Papá y mamá vendieron el cupé y el piano, vaciaron la casa, redujeron la vajilla de uso diario y deliberaron acerca del montón de cartas recibidas, con matasellos de Rocklington.
—Lo malo es que no podemos estar seguros de nada —dijo papá, tirándose del bigote—. Las cartas son todas excelentes y las condiciones razonables.
«Lo malo es que los niños crecerán lejos de mí», pensó mamá, sin decirlo en voz alta.
—No somos más que un caso entre cientos —observó papá con amargura—. Volverás a casa dentro de cinco años, querida.
—Para entonces Punch ya tendrá diez… y Judy ocho. ¡Qué largos, qué larguísimos serán esos años! Y tendremos que dejarlos allí, en manos de extraños.
—Punch es un niño muy alegre. Seguro que hará amigos en todas partes.
—¿Y quién puede no adorar a mi Ju?
Se encontraban junto a las dos camitas, en el cuarto de los niños, bien avanzada la noche. Creo que mamá lloraba muy bajito. Cuando papá se marchó, mamá se arrodilló junto a la cuna de Judy. El aya la vio y entonó una oración para que la memsahib jamás perdiera el amor de sus hijos mientras estuvieran lejos de ella y al cuidado de desconocidos.
La oración de mamá, por su parte, era bastante ilógica.
En resumen decía: «Que esas personas desconocidas quieran a mis hijos y sean con ellos tan buenas como yo, pero que pueda conservar su amor y su confianza para siempre.
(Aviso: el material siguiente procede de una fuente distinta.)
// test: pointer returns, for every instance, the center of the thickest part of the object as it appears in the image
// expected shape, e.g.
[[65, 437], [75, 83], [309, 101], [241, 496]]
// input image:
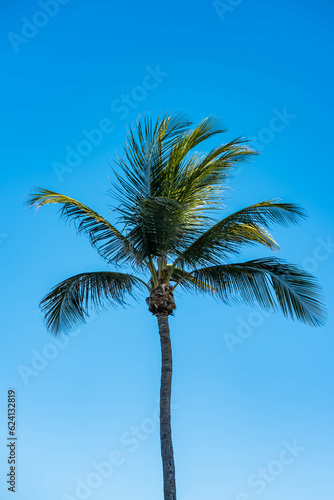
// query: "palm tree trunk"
[[165, 398]]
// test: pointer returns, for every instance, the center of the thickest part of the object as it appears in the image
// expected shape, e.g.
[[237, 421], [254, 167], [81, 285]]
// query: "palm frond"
[[246, 226], [270, 283], [68, 304], [111, 244]]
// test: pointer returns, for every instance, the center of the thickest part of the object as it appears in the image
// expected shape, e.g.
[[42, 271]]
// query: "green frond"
[[247, 226], [110, 243], [68, 304], [270, 283], [187, 281]]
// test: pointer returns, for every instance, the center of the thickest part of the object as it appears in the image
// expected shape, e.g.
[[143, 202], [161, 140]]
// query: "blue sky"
[[265, 69]]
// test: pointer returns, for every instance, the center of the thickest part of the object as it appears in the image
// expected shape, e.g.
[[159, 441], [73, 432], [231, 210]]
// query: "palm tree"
[[167, 193]]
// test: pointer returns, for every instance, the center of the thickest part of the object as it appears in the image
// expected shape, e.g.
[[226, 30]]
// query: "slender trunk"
[[165, 398]]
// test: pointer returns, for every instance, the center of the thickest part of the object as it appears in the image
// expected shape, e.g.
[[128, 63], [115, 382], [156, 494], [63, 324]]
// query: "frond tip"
[[271, 283], [67, 305]]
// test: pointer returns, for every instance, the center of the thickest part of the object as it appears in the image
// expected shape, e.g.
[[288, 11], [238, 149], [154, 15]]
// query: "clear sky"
[[253, 417]]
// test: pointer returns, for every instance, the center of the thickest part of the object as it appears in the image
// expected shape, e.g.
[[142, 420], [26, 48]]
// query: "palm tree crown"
[[166, 191]]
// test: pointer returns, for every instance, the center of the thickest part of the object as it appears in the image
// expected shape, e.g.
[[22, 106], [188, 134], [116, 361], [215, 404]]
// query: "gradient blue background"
[[234, 410]]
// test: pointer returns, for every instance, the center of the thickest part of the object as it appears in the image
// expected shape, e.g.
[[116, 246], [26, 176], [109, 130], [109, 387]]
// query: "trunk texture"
[[165, 410]]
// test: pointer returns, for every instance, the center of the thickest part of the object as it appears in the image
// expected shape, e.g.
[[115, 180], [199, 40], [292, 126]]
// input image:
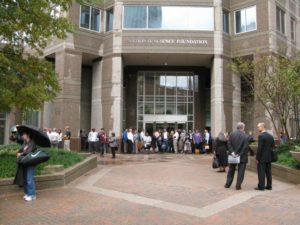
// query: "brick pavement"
[[156, 189]]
Amén». Punch se rascó entre sueños, y Judy gimió un poquito.
Al día siguiente fueron todos al puerto, y hubo una escena en el Apollo Bunder[4] cuando Punch supo que Meeta no podía ir con ellos y Judy comprendió que el aya tenía que quedarse allí. Pero Punch ya había encontrado mil motivos de fascinación en las maromas, la cubierta y la chimenea del gran vapor antes de que Meeta y el aya hubieran secado sus lágrimas.
—Vuelve, Punch-baba —dijo el aya.
—Vuelve —repitió Meeta, y conviértete en un burra sahib («un gran hombre»).
—Sí —dijo Punch, subido en brazos de su padre para decirles adiós—. Volveré y seré un burra sahib bahadur («un hombre muy grande»).
Al final del primer día, Punch dijo que quería llegar a Inglaterra, pues estaba seguro de que debían de hallarse muy cerca. Al día siguiente soplaba una alegre brisa, y Punch se mareó mucho.
—Cuando vuelva a Bombay —anunció Punch en cuanto se recuperó del mareo— lo haré por carretera… en un gharri. Este barco es muy malo.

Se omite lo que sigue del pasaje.